Con el rostro desfigurado oculto detrás de su cuello alzado y las manos enguantadas, Andreas no se molestó en utilizar ninguna fórmula de bienvenida, él que antes, en Thorn o en Cracovia, siempre dedicaba a su hermano menor atenciones cariñosas. En tono seco y perentorio, le anunció sin rodeos que tenían que salir a toda prisa hacia Ermland.

– Ahora que los dos hemos conseguido nuestro doctorado, no tenemos nada que hacer en este país.

Nicolás se indignó.

– ¿Está nuestro tío al corriente de esto? -preguntó mirando a Sculteti, que asintió con un movimiento de cabeza al tiempo que Andreas respondía:

– Nos lo ordena. Y si no te fías de mí -añadió echándose la mano al bolsillo-, lee la carta que recibí de él la semana pasada, en Ferrara.

Nicolás rehusó hacerlo, con un gesto, y se contuvo para no hacer la pregunta que le quemaba en los labios: ¿por qué Lucas se había dirigido a Andreas, y no a él? Como si le comprendiera, Andreas siguió diciendo, en tono arrogante:

– Es normal que nuestro tutor reconozca por fin mi derecho de primogenitura, cuando se trata de decisiones importantes como ésta. Además, después de las noches que pasaste revoleándote con la puta del Borgia, el tío Lucas…

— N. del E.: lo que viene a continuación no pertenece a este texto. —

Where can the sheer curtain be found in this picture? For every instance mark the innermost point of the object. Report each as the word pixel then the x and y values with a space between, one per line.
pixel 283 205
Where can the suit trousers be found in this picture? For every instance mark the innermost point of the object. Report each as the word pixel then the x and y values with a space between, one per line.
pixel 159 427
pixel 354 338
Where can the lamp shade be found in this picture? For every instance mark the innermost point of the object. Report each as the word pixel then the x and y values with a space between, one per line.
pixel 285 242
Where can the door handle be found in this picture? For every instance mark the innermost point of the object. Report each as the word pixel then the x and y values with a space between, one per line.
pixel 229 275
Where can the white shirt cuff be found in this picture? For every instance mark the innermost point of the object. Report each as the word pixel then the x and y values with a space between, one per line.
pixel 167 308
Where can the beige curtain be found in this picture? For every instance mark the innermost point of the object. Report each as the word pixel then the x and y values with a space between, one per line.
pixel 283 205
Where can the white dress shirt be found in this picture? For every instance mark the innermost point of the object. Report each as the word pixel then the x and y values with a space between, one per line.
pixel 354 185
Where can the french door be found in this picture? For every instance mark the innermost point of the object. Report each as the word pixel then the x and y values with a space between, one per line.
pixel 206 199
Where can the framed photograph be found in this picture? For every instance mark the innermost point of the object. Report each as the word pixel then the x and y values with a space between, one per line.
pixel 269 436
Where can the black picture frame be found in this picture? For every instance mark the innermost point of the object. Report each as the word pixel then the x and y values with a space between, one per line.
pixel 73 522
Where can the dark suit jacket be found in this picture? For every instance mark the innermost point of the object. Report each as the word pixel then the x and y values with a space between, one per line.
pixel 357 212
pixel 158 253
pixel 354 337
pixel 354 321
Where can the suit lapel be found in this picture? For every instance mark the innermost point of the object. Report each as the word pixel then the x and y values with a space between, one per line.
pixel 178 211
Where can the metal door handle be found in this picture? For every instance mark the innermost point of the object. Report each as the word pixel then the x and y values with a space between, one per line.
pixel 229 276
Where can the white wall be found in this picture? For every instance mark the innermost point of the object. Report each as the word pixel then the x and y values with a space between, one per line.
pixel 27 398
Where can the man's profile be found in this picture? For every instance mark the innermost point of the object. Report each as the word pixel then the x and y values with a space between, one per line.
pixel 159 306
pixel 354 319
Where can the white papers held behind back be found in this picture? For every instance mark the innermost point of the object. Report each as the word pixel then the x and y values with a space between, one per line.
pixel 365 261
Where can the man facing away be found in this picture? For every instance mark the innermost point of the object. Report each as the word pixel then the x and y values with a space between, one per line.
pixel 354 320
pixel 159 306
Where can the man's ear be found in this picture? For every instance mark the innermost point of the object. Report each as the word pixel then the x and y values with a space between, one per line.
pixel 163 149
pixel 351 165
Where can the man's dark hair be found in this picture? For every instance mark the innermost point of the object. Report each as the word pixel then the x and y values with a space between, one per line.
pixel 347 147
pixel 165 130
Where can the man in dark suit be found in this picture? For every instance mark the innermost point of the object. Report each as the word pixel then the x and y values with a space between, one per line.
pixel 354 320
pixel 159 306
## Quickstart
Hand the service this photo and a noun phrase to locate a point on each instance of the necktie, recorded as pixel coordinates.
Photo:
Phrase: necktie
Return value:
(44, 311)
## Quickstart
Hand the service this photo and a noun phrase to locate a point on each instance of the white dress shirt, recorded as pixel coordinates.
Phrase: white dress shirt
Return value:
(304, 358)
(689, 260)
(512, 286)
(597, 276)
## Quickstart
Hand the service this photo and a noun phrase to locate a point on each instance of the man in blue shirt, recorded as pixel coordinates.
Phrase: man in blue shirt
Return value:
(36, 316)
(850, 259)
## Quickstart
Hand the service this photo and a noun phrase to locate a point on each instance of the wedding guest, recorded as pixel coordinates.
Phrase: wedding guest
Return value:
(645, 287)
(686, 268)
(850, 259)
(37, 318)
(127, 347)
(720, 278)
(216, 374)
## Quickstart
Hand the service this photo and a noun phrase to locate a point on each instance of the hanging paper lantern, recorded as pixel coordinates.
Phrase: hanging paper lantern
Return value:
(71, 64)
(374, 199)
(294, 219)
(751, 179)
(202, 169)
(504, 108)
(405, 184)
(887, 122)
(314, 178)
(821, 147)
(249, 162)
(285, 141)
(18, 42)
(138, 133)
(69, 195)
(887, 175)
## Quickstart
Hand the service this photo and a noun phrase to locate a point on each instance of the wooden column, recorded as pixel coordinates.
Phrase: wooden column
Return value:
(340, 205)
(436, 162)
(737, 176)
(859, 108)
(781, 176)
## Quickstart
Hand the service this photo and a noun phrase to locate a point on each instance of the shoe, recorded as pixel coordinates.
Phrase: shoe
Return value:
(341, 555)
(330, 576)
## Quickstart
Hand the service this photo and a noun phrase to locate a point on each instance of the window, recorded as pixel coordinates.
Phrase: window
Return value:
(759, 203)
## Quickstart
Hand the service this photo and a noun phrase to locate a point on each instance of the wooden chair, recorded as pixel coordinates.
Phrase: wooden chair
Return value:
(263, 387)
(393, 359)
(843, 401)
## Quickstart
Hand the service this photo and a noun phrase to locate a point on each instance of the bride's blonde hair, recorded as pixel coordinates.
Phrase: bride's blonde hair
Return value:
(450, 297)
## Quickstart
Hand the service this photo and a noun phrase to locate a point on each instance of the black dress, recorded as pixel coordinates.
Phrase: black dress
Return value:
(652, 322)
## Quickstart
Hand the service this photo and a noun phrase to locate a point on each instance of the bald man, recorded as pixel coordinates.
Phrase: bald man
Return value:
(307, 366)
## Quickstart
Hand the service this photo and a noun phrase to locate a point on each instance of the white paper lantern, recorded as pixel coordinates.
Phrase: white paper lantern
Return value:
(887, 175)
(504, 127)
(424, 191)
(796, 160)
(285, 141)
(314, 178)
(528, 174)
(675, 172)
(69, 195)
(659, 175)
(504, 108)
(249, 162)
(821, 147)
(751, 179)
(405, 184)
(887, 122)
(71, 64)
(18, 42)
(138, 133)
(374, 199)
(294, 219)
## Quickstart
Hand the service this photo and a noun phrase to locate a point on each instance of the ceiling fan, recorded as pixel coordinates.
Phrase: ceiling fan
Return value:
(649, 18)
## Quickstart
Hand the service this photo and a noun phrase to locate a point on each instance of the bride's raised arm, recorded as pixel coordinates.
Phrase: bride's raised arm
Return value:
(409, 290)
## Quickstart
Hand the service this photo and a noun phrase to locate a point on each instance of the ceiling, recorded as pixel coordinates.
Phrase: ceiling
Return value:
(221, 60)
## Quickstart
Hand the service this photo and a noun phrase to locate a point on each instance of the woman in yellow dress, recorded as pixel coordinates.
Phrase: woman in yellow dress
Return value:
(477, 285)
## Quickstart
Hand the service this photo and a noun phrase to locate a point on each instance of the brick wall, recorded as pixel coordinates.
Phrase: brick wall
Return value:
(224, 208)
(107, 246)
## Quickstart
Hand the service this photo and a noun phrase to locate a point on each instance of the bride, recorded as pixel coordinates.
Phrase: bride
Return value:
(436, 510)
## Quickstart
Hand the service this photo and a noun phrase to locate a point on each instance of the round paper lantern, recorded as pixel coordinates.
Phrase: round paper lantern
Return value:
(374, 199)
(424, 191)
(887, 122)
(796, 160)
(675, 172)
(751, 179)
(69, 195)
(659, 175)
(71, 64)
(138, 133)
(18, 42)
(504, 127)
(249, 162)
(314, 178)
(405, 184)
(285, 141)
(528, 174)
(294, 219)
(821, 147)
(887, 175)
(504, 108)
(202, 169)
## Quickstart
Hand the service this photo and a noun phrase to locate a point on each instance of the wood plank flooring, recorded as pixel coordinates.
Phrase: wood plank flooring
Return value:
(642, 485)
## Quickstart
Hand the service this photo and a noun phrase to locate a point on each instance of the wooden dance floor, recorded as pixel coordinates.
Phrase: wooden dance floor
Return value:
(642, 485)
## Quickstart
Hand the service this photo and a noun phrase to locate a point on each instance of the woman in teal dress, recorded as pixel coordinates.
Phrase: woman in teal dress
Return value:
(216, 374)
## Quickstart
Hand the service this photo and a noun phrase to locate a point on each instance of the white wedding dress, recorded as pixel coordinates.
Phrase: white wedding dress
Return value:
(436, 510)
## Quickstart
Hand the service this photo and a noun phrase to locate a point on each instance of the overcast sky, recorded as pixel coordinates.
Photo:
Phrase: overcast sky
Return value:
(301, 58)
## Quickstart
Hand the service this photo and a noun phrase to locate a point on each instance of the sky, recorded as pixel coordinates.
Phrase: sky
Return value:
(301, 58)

– Ya lo había entendido, gracias, no soy del todo estúpido -replicó en tono seco Nicolás, y se volvió con ostentación a Sculteti para preguntarle:

»¿Por qué esta marcha precipitada?

El canónigo respondió muy excitado, gesticulando con sus manos gordezuelas:

– Ahora sí, ha llegado la hora de Ermland. Después de cuatro años de reinado bajo la tutela del infame Glimski, el rey Alejandro acaba de morir, en Vilna. La Dieta se reúne para elegir al nuevo monarca. Monseñor Lucas, que forma parte de ella, está absolutamente seguro de que el quinto hijo de Casimiro Jagellon, Segismundo, será el elegido. Con él, se nos abre un mundo de posibilidades.

Nicolás recordó entonces al joven altanero y ambicioso que conspiraba con Lucas mucho tiempo atrás, en Cracovia.

– Monseñor -concluyó Sculteti- insiste en que es indispensable que sus dos sobrinos estén presentes en la ceremonia de la coronación.